Yeshua sounds different in the Gospel of John than He does in the Synoptic Gospels. For example, in the Synoptic Gospels, He uses a lot of parables that follow a typical rabbinic formula for parables. Where are the parables in the Gospel of John? The Gospel of John does contain parables, but they have been edited into the text to homogenize them with the theological tone and voice of the whole gospel. For example, the text in John 5:19-20 seems to be the summary of a parable that Yeshua told to explain His own relationship to God in terms of a son’s apprenticeship under his father. It's been worked into the discourse. The original parable, if it existed, may have sounded like this:
To what can it be compared? It can be compared to a man who wanted his son to take up a trade, but the son did not know how to do anything by himself. The man said, “I love my son and want him to be able to provide for himself. I will bring him to work with me and show him how to do everything I do.” The son watched his father at work, and he learned to do all that his father could do. Soon the son could do whatever he saw his father doing. Whatever the man did, the son also learned to do. “Amen, Amen, I say to you, the Son can do nothing of Himself, unless it is something He sees the Father doing.”

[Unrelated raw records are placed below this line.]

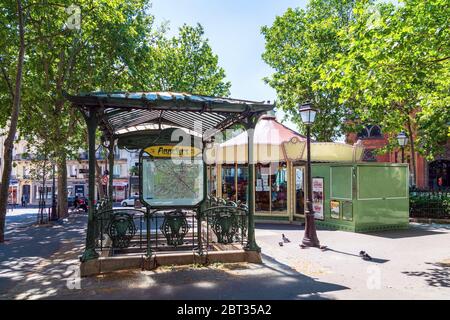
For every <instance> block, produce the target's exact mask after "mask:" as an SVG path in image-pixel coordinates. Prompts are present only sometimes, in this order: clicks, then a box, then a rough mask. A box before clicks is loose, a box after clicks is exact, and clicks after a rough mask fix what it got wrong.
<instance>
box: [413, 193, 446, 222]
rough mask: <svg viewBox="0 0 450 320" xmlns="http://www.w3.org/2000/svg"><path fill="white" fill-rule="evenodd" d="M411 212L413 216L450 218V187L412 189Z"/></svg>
mask: <svg viewBox="0 0 450 320" xmlns="http://www.w3.org/2000/svg"><path fill="white" fill-rule="evenodd" d="M409 214H410V217H413V218H434V219H450V189H442V190H419V189H411V190H410V192H409Z"/></svg>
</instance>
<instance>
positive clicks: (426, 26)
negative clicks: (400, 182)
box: [322, 0, 450, 181]
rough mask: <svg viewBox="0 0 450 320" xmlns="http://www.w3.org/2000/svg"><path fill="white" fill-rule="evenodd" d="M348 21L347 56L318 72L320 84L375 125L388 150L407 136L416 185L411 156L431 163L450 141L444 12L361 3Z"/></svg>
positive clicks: (343, 52) (341, 36)
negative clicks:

This presumed parable evokes scenes from the carpenter shop in Nazareth. Just as Yeshua learned the carpentry trade from watching His father, Joseph, so too, He learned His healing trade from observing His Father in heaven. Since God heals and saves on the Sabbath, His apprentice does so as well. The point of the argument is not that the Son sets himself equal with the Father as his critics charged. The point of the parable was just the opposite. Yeshua compared himself to an apparentice to show His critics that He derives His authority only from the Father. Yeshua does not conduct Himself like a rebellious son, capriciously claiming divine prerogatives for Himself. Instead, He acts in accordance with the will and intention of God the Father. He does not “work” independent of the Father’s “work.” With this language, Yeshua explained why He felt free to heal on the Sabbath. He did so primarily as a matter of imitating God. The principle of imitating God is at the core of all Jewish ethics:
Just as the Holy One, blessed be He, is called Merciful, so should you be merciful, just as He is called Gracious, so should you be gracious, just as He is called Righteous, so should you be righteous; just as He is called devout, so should you be a devout one. (Sifrei, Deuteronomy)
Yeshua performed works of healing that He learned to do from observing His Father in heaven. He told His critics that He anticipated learning even greater works from His Father in the future. He said, “The Father will show [Me] greater works than these, so that you will marvel,” which is to say, “You have not seen anything yet.” Everyone will marvel at the works God gives the Messiah to accomplish in the future—namely, the authority to resurrect the dead.